Il a hissé la grand-voile à deux ris afin qu’on soit peinard pour la nuit avant de remonter l’ancre. C’est assez pratique ça quand on est mouillé suffisamment loin de terre. Moi, je reste sagement dans le lit du vent en rappelant doucement sur ma chaine et le patron hisse tranquillement ma voile sans avoir à courir de tous les côtés.
Il a coupé mon moteur bâbord dès que l’ancre s’est calé dans mon davier et le tribord moins de deux minutes plus tard dès qu’on a doublé la pointe nord de l’île, puisque l’alizée était toujours là, bien sûr. Toutefois il avait adonné d’une bonne quinzaine de degrés et quand « Gégène » a été sorti on a vu qu’on pouvait faire route au près / bon plein sur l'île d'Anuta qu’était pourtant à l’ENE , ce qu’on n' aurait jamais pu faire la veille. Anuta, c’est donc l’île la plus à l’Est de l’archipel des Santa Cruz (je rappelle, vu que je sais bien qu’il y en a quelques-uns qui sont attentifs, mais que les autres… bon, c’est comme ça dans toutes les classes, hein… j’en fais pas un vélo, je rappelle simplement pour ceux-là). Anuta était donc à 80 milles devant nous à l’ENE. Figurez-vous qu’avec le patron on a eu la même idée fumeuse…. On monte là-haut et on refait le coup de l’arrêt pipi… soit le coup du moteur, puisqu’on a clairement dit qu’on n’avait pas eu le temps de le faire à Tikopia… soit un autre truc qu’on improviserait sur place…

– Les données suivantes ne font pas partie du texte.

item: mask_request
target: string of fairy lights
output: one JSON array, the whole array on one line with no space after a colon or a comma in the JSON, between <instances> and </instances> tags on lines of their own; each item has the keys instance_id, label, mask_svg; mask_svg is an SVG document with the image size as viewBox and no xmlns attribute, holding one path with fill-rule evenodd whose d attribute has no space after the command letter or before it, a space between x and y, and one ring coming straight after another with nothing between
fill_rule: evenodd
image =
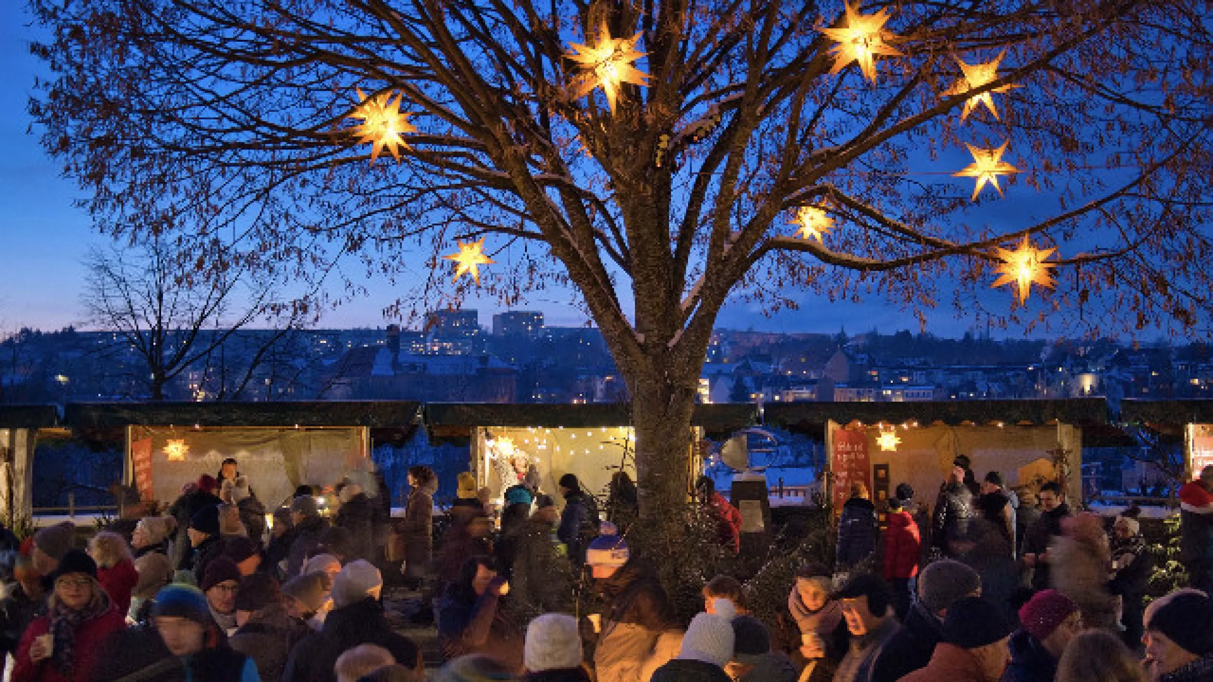
<instances>
[{"instance_id":1,"label":"string of fairy lights","mask_svg":"<svg viewBox=\"0 0 1213 682\"><path fill-rule=\"evenodd\" d=\"M835 57L830 73L838 74L854 63L864 78L875 85L877 81L877 58L901 56L901 52L892 45L899 40L899 36L884 28L889 18L888 8L862 15L859 12L858 5L852 6L848 2L845 15L838 27L818 29L836 41L836 45L830 50ZM564 57L577 66L577 72L569 84L570 95L574 98L581 98L591 95L596 89L600 89L606 96L606 103L614 115L620 89L625 84L637 87L649 85L649 74L636 68L637 59L645 56L645 52L636 49L639 40L640 33L632 38L611 38L610 29L603 22L597 34L587 36L586 44L570 42L570 50L564 53ZM944 96L961 96L993 83L998 78L998 64L1004 56L1006 51L989 62L976 64L969 64L956 57L963 75L944 92ZM967 98L961 109L961 121L964 123L975 109L983 106L996 120L1001 120L993 95L1009 92L1014 87L1020 86L1002 85ZM409 116L412 113L400 110L404 95L397 96L389 90L366 97L361 90L357 91L359 104L348 118L361 121L353 130L354 135L359 137L358 143L372 146L372 164L383 149L387 149L399 161L400 149L409 150L410 148L405 136L417 132L416 126L409 123ZM1020 172L1019 169L1002 160L1008 144L1009 142L1003 142L996 148L984 148L966 143L973 157L973 163L951 175L974 180L973 201L976 201L987 184L1002 197L1003 191L998 178ZM825 235L830 234L835 227L835 218L830 206L822 201L797 206L792 211L788 223L797 227L797 238L815 239L824 244ZM479 285L479 266L494 263L492 258L489 258L484 252L484 239L477 241L457 240L456 244L459 249L456 252L443 256L455 265L452 282L457 282L467 274ZM1049 268L1057 267L1057 263L1046 262L1046 258L1054 251L1055 249L1036 249L1026 235L1015 248L995 248L991 255L998 261L995 266L995 273L998 277L991 286L1013 285L1016 302L1024 305L1031 292L1032 284L1046 289L1054 286Z\"/></svg>"}]
</instances>

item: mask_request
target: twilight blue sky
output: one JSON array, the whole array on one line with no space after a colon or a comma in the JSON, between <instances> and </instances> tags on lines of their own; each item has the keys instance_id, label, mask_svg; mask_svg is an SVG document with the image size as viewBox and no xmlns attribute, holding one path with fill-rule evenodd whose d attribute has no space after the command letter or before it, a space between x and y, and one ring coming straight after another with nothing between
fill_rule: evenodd
<instances>
[{"instance_id":1,"label":"twilight blue sky","mask_svg":"<svg viewBox=\"0 0 1213 682\"><path fill-rule=\"evenodd\" d=\"M41 64L29 55L30 40L39 29L30 25L24 2L17 0L0 5L0 336L21 326L57 329L79 324L79 302L84 268L80 265L91 244L103 239L91 226L89 216L73 205L80 192L70 180L61 177L58 165L39 146L36 129L30 130L25 110L27 98ZM1015 194L1019 194L1018 201ZM1008 192L998 209L1002 215L1031 211L1032 191L1023 183ZM385 305L397 297L385 282L368 284L370 295L326 313L321 326L378 326L386 324L381 313ZM582 324L585 317L568 305L569 296L543 292L541 300L530 300L520 307L542 309L548 324ZM1010 303L1009 291L1001 295ZM489 302L468 301L467 307L480 309L482 324L490 323L496 312ZM930 331L941 336L958 336L969 322L957 319L946 303L929 316ZM764 316L757 307L734 303L725 308L719 326L753 328L769 331L837 331L850 333L875 328L885 333L898 329L917 331L913 318L892 305L873 301L864 305L826 303L804 295L798 312ZM1012 331L1012 335L1016 333Z\"/></svg>"}]
</instances>

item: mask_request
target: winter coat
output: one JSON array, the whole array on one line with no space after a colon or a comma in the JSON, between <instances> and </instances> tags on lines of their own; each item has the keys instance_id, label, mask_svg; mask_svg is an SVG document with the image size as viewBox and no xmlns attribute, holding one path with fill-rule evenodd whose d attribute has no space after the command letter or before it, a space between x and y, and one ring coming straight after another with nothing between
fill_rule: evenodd
<instances>
[{"instance_id":1,"label":"winter coat","mask_svg":"<svg viewBox=\"0 0 1213 682\"><path fill-rule=\"evenodd\" d=\"M1040 556L1049 551L1049 542L1054 536L1061 535L1061 519L1070 516L1070 507L1065 504L1058 505L1053 511L1042 511L1041 518L1033 523L1024 534L1024 553L1036 555L1036 568L1032 572L1032 589L1047 590L1052 584L1049 569L1054 563L1040 561Z\"/></svg>"},{"instance_id":2,"label":"winter coat","mask_svg":"<svg viewBox=\"0 0 1213 682\"><path fill-rule=\"evenodd\" d=\"M838 664L833 682L871 682L876 659L879 658L884 644L896 633L898 627L898 619L894 618L893 609L889 609L884 621L876 630L862 637L852 637L850 649Z\"/></svg>"},{"instance_id":3,"label":"winter coat","mask_svg":"<svg viewBox=\"0 0 1213 682\"><path fill-rule=\"evenodd\" d=\"M918 602L910 607L906 621L889 638L876 657L872 682L896 682L906 675L927 667L935 644L943 638L944 624Z\"/></svg>"},{"instance_id":4,"label":"winter coat","mask_svg":"<svg viewBox=\"0 0 1213 682\"><path fill-rule=\"evenodd\" d=\"M84 621L76 630L75 661L72 675L64 676L50 658L44 658L38 663L29 660L29 647L34 640L51 631L51 616L40 615L29 624L29 627L21 636L11 682L86 682L91 680L92 669L97 665L97 654L106 637L124 627L126 627L125 614L119 613L113 604L97 618Z\"/></svg>"},{"instance_id":5,"label":"winter coat","mask_svg":"<svg viewBox=\"0 0 1213 682\"><path fill-rule=\"evenodd\" d=\"M511 599L525 615L568 610L573 576L569 562L556 553L551 525L535 518L523 523L509 580Z\"/></svg>"},{"instance_id":6,"label":"winter coat","mask_svg":"<svg viewBox=\"0 0 1213 682\"><path fill-rule=\"evenodd\" d=\"M228 637L228 644L254 660L261 682L279 682L291 648L311 633L312 629L291 618L285 607L272 604L254 613Z\"/></svg>"},{"instance_id":7,"label":"winter coat","mask_svg":"<svg viewBox=\"0 0 1213 682\"><path fill-rule=\"evenodd\" d=\"M414 488L397 532L404 535L404 569L409 578L425 578L434 551L434 491L438 481Z\"/></svg>"},{"instance_id":8,"label":"winter coat","mask_svg":"<svg viewBox=\"0 0 1213 682\"><path fill-rule=\"evenodd\" d=\"M889 512L884 530L884 579L918 575L918 525L907 512Z\"/></svg>"},{"instance_id":9,"label":"winter coat","mask_svg":"<svg viewBox=\"0 0 1213 682\"><path fill-rule=\"evenodd\" d=\"M139 572L135 570L135 562L131 559L123 559L109 568L97 568L97 582L109 595L118 613L124 615L131 608L131 590L138 581Z\"/></svg>"},{"instance_id":10,"label":"winter coat","mask_svg":"<svg viewBox=\"0 0 1213 682\"><path fill-rule=\"evenodd\" d=\"M985 682L978 659L956 644L941 642L935 647L927 667L916 670L901 678L901 682Z\"/></svg>"},{"instance_id":11,"label":"winter coat","mask_svg":"<svg viewBox=\"0 0 1213 682\"><path fill-rule=\"evenodd\" d=\"M1054 538L1049 545L1052 586L1078 604L1087 627L1116 629L1116 598L1107 591L1110 561L1106 547L1066 535Z\"/></svg>"},{"instance_id":12,"label":"winter coat","mask_svg":"<svg viewBox=\"0 0 1213 682\"><path fill-rule=\"evenodd\" d=\"M291 551L286 555L287 580L303 570L303 562L315 551L315 546L320 544L320 534L328 525L329 522L319 516L309 516L296 524L295 540L291 541Z\"/></svg>"},{"instance_id":13,"label":"winter coat","mask_svg":"<svg viewBox=\"0 0 1213 682\"><path fill-rule=\"evenodd\" d=\"M879 528L876 524L876 505L864 498L852 498L842 506L838 517L838 545L836 562L845 569L866 559L876 551Z\"/></svg>"},{"instance_id":14,"label":"winter coat","mask_svg":"<svg viewBox=\"0 0 1213 682\"><path fill-rule=\"evenodd\" d=\"M674 659L653 671L651 682L733 682L718 665Z\"/></svg>"},{"instance_id":15,"label":"winter coat","mask_svg":"<svg viewBox=\"0 0 1213 682\"><path fill-rule=\"evenodd\" d=\"M378 507L366 493L359 493L341 505L334 525L349 530L353 539L354 558L375 561L375 525L378 521Z\"/></svg>"},{"instance_id":16,"label":"winter coat","mask_svg":"<svg viewBox=\"0 0 1213 682\"><path fill-rule=\"evenodd\" d=\"M598 682L647 682L643 672L661 655L671 621L670 603L653 574L634 561L600 582L605 599L594 648Z\"/></svg>"},{"instance_id":17,"label":"winter coat","mask_svg":"<svg viewBox=\"0 0 1213 682\"><path fill-rule=\"evenodd\" d=\"M556 536L569 547L569 559L581 566L586 562L586 547L598 535L598 505L581 490L564 496L560 527Z\"/></svg>"},{"instance_id":18,"label":"winter coat","mask_svg":"<svg viewBox=\"0 0 1213 682\"><path fill-rule=\"evenodd\" d=\"M949 542L964 538L973 517L973 494L962 483L946 483L935 500L935 515L930 519L930 542L944 556L952 556Z\"/></svg>"},{"instance_id":19,"label":"winter coat","mask_svg":"<svg viewBox=\"0 0 1213 682\"><path fill-rule=\"evenodd\" d=\"M1002 682L1053 682L1058 674L1058 660L1044 650L1041 642L1016 630L1010 636L1010 664L1002 674Z\"/></svg>"},{"instance_id":20,"label":"winter coat","mask_svg":"<svg viewBox=\"0 0 1213 682\"><path fill-rule=\"evenodd\" d=\"M368 597L332 609L319 632L295 644L286 659L283 682L335 682L332 667L337 657L359 644L383 647L398 664L422 672L417 647L408 637L397 635L383 616L383 608Z\"/></svg>"}]
</instances>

Huit heures du soir. Me voilà donc le cap sur Anuta. Deux ris dans la grand-voile quelques tours chez Gégène… Le pilote du coup gouvernait sans forcer et le patron allait pouvoir préparer son rata tranquille… Pensez bien qu’il a pas oublié son café dans la foulée ! Mais là, en sortant boire son café dehors voilà qu’il m’explique qu’il a changé d’idée…
Le Patrol-boat, si patrol-boat il y avait, aurait déjà fait deux cent mille pour venir jusqu’à Tikopia depuis N'dende, la capitale. Est-ce qu’il n’y avait pas un risque «raisonnable» qu’il pousse jusqu’à Anuta, histoire de faire un petit control flicard, puisqu’après tout c’est son métier et qu’arrivé chez Ti Nemo, il aurait déjà fait les trois quart du chemin ? C’est ce qu’il s’était dit mon capitaine en préparant son rata et qu’il avait pris le temps de venir m’expliquer en buvant son café sur MA PASSERELLE, dont j’ai déjà parlé par ailleurs…
Voilà qu’en plus l’alizée continuait à adonner. On a donc continué sur ce bord là en prenant les cinq ou dix degrés qu’Eole nous offrait.
Au petit matin on était déjà plusieurs mille dans le sud d’Anuta et le patron m’a remis un peu de toile comme il fait souvent le matin quand le ciel est clair.